De repente algo se movió detrás de la figura del hombre. Rápidamente, Rialath entró en la tienda espada en mano, y se acercó hasta ellos antes de que Alsio pudiera siquiera reaccionar. Posó la punta de la espalda en la nuca del hombre, y éste se quedó tenso al momento.
- Sueltala - la voz de Rialath sonaba extrañamente tensa.
Anariel sintió temblar el puñal en la mano de Alsio. En la oscuridad no podía percibir qué se ocultaba en su mirada, pero sabía que la amenaza de la espada no sería suficiente. Quizás en su locura, prefiriera morir matando. Clavar el puñal en su pecho, y que después el dunadan acabara con su vida. Sus palabras se lo confirmaron.
- Llegas tarde, Rialath - dijo volviéndose hacia el otro hombre, pero sin dejar de apoyar el puñal en el pecho de ella - Ella ya es mía. Siempre lo ha sido, pero ahora se ha hecho realidad.
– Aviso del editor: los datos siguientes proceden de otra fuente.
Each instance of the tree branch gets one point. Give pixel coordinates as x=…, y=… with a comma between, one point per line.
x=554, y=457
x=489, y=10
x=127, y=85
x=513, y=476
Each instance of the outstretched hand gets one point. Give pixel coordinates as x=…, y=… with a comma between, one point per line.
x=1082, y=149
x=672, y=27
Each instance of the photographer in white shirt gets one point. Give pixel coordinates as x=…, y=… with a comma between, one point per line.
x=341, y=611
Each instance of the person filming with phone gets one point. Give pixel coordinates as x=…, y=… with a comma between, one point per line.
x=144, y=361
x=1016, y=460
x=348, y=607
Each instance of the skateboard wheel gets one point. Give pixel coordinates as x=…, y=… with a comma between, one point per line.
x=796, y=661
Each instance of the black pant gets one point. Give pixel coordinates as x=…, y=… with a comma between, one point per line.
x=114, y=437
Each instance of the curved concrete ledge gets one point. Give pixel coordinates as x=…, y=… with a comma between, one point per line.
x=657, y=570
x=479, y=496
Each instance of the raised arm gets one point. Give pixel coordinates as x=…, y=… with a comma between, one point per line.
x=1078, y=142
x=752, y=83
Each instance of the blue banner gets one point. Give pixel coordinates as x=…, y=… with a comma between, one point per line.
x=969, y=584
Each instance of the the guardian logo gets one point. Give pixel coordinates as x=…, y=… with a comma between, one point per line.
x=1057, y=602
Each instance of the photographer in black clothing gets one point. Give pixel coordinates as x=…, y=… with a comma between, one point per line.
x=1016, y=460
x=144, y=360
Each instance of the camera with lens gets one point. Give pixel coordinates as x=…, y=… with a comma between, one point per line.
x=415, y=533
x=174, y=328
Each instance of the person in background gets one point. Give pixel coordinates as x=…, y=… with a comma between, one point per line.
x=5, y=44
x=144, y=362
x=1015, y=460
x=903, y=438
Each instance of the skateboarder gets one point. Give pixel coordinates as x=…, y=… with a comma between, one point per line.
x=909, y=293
Acaba conmigo si quieres, pero ella vendrá conmigo... Nuestra muerte nos unirá para siempre.
- Eso no es cierto - respondió ella, recobrando un poco la compostura. La llegada de Rialath le brindaba cierta seguridad - Será nuestra muerte la que nos separe para siempre, Capitan - remarcó la última palabra, consciente de la distancia que marcaba entre ellos - Porque mis pasos me llevarán más allá de Mandos, y de regreso a Valinor la Hermosa. Y los vuestros erraran en la noche, presos por siempre del destino de los hombres. Clavad vuestro puñal, y morid si así lo deseais, pero eso sólo servirá para separarnos para siempre.
Alsio dudó entonces. Sus palabras remarcaban el distinto destino de dos razas tan distintas. Pero la Unión que tanto tiempo había alimentado sus almas no podía cambiar su esencia. Unidos como hermanos, como un mismo pueblo, elfos y hombres debían saber que esa unión no podía transcender más allá de los designios de Ilúvatar. Eso era algo que los ramalië habían olvidado. Pero no su reina.
Durante un momento los tres permanecieron inmóviles, pero Alsio se incorporó bruscamente, intentando esquivar la espada de Rialath y atacarlo con el puñal. Ese fue su error. Subestimó la destreza del dunadan, al que no conocía demasiado bien. Apenas se sintió el movimiento de la espada, rápido y certero. Sólo el golpe seco de la cabeza de Alsio al caer cercenada de sus hombros y caer al suelo.